Paradoks Robot Biohibrida: Memenuhi Hasrat Eksistensi vs Ancaman Kepunahan
Pertanyaannya kemudian, bagaimana jika realitas film tersebut benar-benar hadir di tengah peradaban manusia: robot-robot yang semakin biologis? Malavika Madgula (2025) dalam "Biohybrid Robots Are Here. Is Humanity Prepared?" menyebut robot semacam itu sebagai sebagai robot biohibrida, gabungan antara material sintetis dan material hidup. Secara teoritis, penciptaannya berasal dari organ, anggota tubuh, bahkan organisme hidup. Dia merujuk proses selanjutnya dari laporan penelitian Jianzhong Xi, Jacob J Schmidt, dan Carlo D Montemagno (2005), berjudul "Self-assembled Microdevices Driven by Muscle".
Laporan yang menjadi rujukan tulisan di atas, menguraikan bahwa sel-sel individual tumbuh dan merakit diri menjadi berkas otot yang terintegrasi dengan struktur mikromekanik. Ini dapat dilepaskan secara terkendali, yang memungkinkan pergerakan bebas. Setelah mewujudkan perakitan tersebut dengan kardiomiosit, didemonstrasikan dua aplikasi potensial, yakni transduser gaya yang mampu mengarakterisasi sifat mekanik otot secara in situ dan perangkat mikro hibrida, biotik/abiotik yang merakit diri sendiri, yang bergerak sebagai konsekuensi dari kontraksi kooperatif kolektif berkas otot. Karena pabrikasi perangkat mikro silikon tidak bergantung pada perakitan sel otot selanjutnya, sistem ini sangat serbaguna dan dapat mengarah pada integrasi sel maupun jaringan dengan berbagai struktur mikro lainnya.

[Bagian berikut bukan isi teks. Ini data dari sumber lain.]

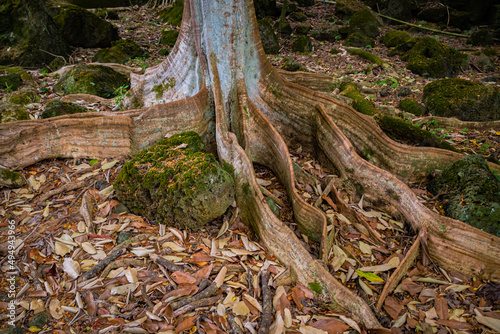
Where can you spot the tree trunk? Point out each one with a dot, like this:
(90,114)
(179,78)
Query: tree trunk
(219,83)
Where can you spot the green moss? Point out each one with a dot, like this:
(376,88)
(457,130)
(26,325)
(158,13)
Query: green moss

Seberapa mungkin teori di atas dapat diwujudkan? Sangat mungkin, tegas Madgula. Pada 2014, peneliti dari Universitas Illinois berhasil menciptakan robot renang mikroskopis dari sel otot jantung tikus. Pada 2016, peneliti dari Harvard melangkah jauh dengan membuat "hewan" biohibrida pertama, berupa seekor ikan pari sepanjang 16 mm. Makhluk ini bertubuh elastomer dengan kerangka emas dan otot yang juga terbuat dari sel tikus. Bentuk tubuh yang memungkinkannya meluncur di air, dengan gerakan yang dikendalikan cahaya. Sedangkan yang terbaru, pada tahun 2024 tim dari Universitas Tokyo merancang robot biohibrida kecil yang dapat berjalan dengan cara jalan manusia. Karenanya, walaupun keberadaannya masih berskala laboratorium, robot-robot biohibrida itu telah hadir di tengah peradaban manusia. Maka persoalan berikutnya, apakah umat manusia siap untuk menghadapinya, seraya mampu benar-benar berbagi kehidupan dengan robot-robot itu?

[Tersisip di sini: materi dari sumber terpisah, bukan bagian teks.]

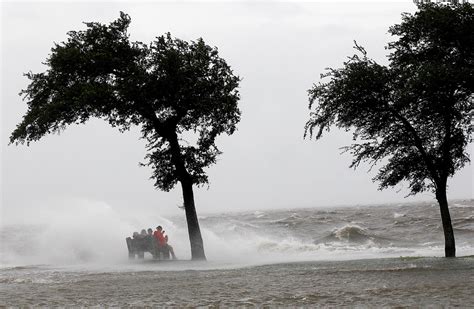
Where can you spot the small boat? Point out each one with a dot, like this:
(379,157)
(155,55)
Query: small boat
(137,246)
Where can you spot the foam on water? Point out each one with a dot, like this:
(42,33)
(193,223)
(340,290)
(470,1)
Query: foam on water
(85,234)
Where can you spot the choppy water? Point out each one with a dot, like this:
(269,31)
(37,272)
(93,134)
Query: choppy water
(357,256)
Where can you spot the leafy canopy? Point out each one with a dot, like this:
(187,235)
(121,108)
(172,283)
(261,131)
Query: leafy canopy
(170,88)
(414,113)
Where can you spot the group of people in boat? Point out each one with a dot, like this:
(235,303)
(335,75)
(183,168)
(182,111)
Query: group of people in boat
(158,236)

Jawabannya mungkin tergambar sebagai temuan uncanny valley, lembah ketaknyamanan, yang dikemukakan ahli robotika Jepang, Masahiro Mori pada tahun 1970. Dalam "What to Know About the Uncanny Valley: Why AI and Computer Generated Characters Often Look So Creepy" tulisan Kendra Cherry, 2025, disebutkan fenomena yang disebut Mori sebagai bukimi no tani genshō. Yaitu ketika orang-orang menganggap robot buatannya lebih menarik jika tampak lebih manusiawi.
Namun ketertarikan itu bertahan hingga di titik tertentu, yang kemudian diganti oleh munculnya lembah ketidaknyamanan. Orang-orang merasa tidak nyaman, terganggu, dan terkadang merasa takut ketika artefak teknologis itu makin menyerupai dirinya. Ketidaknyamanan yang serupa tanggapan evolutif, menolak ancaman penyakit maupun kematian. Ketika berhadapan dengan sesuatu yang menyerupai manusia tetapi tak sepenuhnya hidup, terbangkitkan perasaan seakan bertemu dengan yang mati atau sekarat. Ini tidak nyaman.
Bisa jadi ketidaknyamanan itu disebabkan oleh terancamnya eksistensi manusia. Sifat biologis dari yang teknologis, mengancam dirinya. Paradoksnya, saat manusia mampu mewujudkan eksistensi diri dengan menciptakan tiruan yang serupa dirinya, di saat yang sama pula terancam eksistensinya. Namun diuraikan Masahiro Mori, dari semua proses dan relasi yang panjang, lembah akhirnya terlewati. Manusia mampu menoleransi keberadaan robot-robot di tengah hidupnya.
Namun tetap paradoks bukan? Atau manusia memang makhluk paradoks?